Il 14 gennaio 2020 approda su Steam, PS4 e Xbox One questo nuovo Battle Royale con formula Free-to-play, e lo fa quasi in punta di piedi.

Nonostante si possa pensare che il Battle Royale sia ormai un genere di gioco fin troppo sfruttato e inflazionato, sembra ci sia ancora qualcuno che abbia qualcosa da offrire a questo mercato. Stiamo parlando di Darwin Project, degli Scavengers Studio, titolo free to play nel quale, al posto di pistole e fucili, saremo dotati soltanto di ascia per scontri ravvicinati, e un arco con frecce per la media/lunga distanza.

L’arena, costituita da 7 esagoni che si chiudono uno per volta, è situata in Canada, in questo futuro post apocalittico in cui, al fine di intrattenere i superstiti, viene creata questa competizione alla quale prendono parte 10 concorrenti per volta. Dotati di equipaggiamenti diversi, che mettono a disposizione abilità diverse in base alla classe scelta, i giocatori dovranno raccogliere legna per creare dei falò attorno a cui scaldarsi, e frecce per affrontare gli avversari; il Darwinium invece è una sostanza che ci permetterà di sbloccare e potenziare le abilità messe a disposizione dalla classe scelta in lobby pre-partita. Queste saranno poi resettate alla fine di ogni match.

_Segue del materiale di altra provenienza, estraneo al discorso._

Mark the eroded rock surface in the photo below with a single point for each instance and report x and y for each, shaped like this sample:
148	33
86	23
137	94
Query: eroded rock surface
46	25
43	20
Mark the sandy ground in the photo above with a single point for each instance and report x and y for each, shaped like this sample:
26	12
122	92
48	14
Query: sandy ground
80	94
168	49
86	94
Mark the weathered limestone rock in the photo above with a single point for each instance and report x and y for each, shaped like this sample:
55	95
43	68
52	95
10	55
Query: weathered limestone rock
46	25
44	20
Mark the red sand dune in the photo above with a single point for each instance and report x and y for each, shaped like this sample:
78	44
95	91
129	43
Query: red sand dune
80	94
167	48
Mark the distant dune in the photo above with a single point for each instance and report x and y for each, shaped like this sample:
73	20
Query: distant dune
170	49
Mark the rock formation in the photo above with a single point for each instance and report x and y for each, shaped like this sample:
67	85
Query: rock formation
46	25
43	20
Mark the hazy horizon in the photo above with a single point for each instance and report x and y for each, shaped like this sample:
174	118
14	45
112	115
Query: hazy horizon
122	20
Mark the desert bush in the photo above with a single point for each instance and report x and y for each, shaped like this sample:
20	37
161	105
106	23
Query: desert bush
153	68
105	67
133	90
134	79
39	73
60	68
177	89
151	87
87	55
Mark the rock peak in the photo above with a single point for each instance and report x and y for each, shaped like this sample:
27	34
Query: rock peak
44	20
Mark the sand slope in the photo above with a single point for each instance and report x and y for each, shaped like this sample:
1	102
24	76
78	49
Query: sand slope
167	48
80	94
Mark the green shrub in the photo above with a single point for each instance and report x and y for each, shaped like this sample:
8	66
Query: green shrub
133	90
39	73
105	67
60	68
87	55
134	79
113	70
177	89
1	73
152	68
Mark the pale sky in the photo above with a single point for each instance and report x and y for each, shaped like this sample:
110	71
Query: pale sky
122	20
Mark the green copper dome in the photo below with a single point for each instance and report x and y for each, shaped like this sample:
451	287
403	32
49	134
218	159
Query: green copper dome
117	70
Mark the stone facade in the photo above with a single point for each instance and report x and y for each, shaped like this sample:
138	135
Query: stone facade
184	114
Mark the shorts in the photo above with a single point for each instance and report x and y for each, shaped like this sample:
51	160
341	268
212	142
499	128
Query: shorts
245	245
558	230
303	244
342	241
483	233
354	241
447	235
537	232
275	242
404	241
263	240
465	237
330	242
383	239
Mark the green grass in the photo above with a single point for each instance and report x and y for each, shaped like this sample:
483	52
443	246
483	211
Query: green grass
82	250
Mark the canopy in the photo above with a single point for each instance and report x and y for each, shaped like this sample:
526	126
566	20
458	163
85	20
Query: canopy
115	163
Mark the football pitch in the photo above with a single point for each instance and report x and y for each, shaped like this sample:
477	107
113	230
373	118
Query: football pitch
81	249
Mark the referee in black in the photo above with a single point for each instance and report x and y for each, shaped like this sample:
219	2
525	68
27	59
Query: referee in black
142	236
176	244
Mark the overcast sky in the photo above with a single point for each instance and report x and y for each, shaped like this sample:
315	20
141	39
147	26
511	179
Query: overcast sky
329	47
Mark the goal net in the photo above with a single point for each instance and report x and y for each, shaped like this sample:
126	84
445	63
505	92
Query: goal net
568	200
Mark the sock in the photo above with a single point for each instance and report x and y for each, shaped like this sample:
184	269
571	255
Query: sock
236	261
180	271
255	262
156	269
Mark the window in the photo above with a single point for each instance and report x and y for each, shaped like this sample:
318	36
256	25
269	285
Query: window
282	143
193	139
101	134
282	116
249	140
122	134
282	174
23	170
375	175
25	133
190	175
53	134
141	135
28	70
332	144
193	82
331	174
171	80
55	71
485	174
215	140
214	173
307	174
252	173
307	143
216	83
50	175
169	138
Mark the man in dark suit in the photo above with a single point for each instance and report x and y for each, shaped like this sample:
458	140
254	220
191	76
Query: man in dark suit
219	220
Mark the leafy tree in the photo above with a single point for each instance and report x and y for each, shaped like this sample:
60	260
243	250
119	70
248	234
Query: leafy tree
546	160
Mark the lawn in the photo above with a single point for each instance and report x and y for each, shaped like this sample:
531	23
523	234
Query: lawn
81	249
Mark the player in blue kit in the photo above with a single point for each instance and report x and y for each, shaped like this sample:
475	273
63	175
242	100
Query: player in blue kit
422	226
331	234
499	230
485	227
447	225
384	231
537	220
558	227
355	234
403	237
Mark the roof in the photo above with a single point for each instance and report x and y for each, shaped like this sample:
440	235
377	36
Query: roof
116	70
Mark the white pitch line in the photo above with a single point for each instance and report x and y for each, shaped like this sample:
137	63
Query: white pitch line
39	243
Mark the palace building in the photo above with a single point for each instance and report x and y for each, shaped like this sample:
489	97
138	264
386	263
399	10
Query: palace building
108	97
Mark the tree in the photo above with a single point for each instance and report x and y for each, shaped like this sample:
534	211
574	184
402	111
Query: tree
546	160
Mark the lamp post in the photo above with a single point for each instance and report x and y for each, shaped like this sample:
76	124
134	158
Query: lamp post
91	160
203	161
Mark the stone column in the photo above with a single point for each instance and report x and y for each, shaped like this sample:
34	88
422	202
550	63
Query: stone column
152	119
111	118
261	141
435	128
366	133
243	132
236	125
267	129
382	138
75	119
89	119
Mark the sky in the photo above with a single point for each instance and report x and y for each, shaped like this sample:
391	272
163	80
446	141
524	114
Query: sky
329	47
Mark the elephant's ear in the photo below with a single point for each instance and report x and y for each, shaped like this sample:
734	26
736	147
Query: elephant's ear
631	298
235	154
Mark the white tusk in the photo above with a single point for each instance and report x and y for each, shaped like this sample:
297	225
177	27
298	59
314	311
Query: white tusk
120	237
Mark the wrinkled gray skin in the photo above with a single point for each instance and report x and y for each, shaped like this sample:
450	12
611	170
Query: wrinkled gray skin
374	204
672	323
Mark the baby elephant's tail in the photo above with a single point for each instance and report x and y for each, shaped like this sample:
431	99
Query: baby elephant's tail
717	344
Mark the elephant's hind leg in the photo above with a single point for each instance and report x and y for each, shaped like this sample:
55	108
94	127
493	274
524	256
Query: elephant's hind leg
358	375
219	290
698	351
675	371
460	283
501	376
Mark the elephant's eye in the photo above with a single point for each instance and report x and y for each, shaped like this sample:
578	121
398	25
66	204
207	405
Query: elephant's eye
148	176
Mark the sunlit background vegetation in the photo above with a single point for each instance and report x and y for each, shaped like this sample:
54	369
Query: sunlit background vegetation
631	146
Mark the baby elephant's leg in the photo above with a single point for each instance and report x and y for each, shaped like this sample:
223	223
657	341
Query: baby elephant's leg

Gli scontri sono molto frenetici, per via della possibilità di rotolare e scattare lateralmente in base all’equipaggiamento selezionato. Essendo, poi, un titolo caratterizzato da una natura particolarmente skill-based, verrà dato ben poco spazio al caso, o alla fortuna che dir si voglia, vedendo sempre vincitore il giocatore che saprà padroneggiare meglio le abilità e le armi a propria disposizione.

È inoltre presente una modalità detta “regista”, con la quale un giocatore, invece che prendere parte alla competizione, controllerà un drone che gli permetterà di vagare indisturbato per la mappa, dandogli il potere di influenzare le sorti della partita, avvantaggiando un concorrente o esponendone un’altro attraverso vari strumenti messi a sua disposizione.

Per concludere il titolo offre vari spunti interessanti e, per certi versi, innovativi, rendendolo degno di attenzione e divertente da giocare.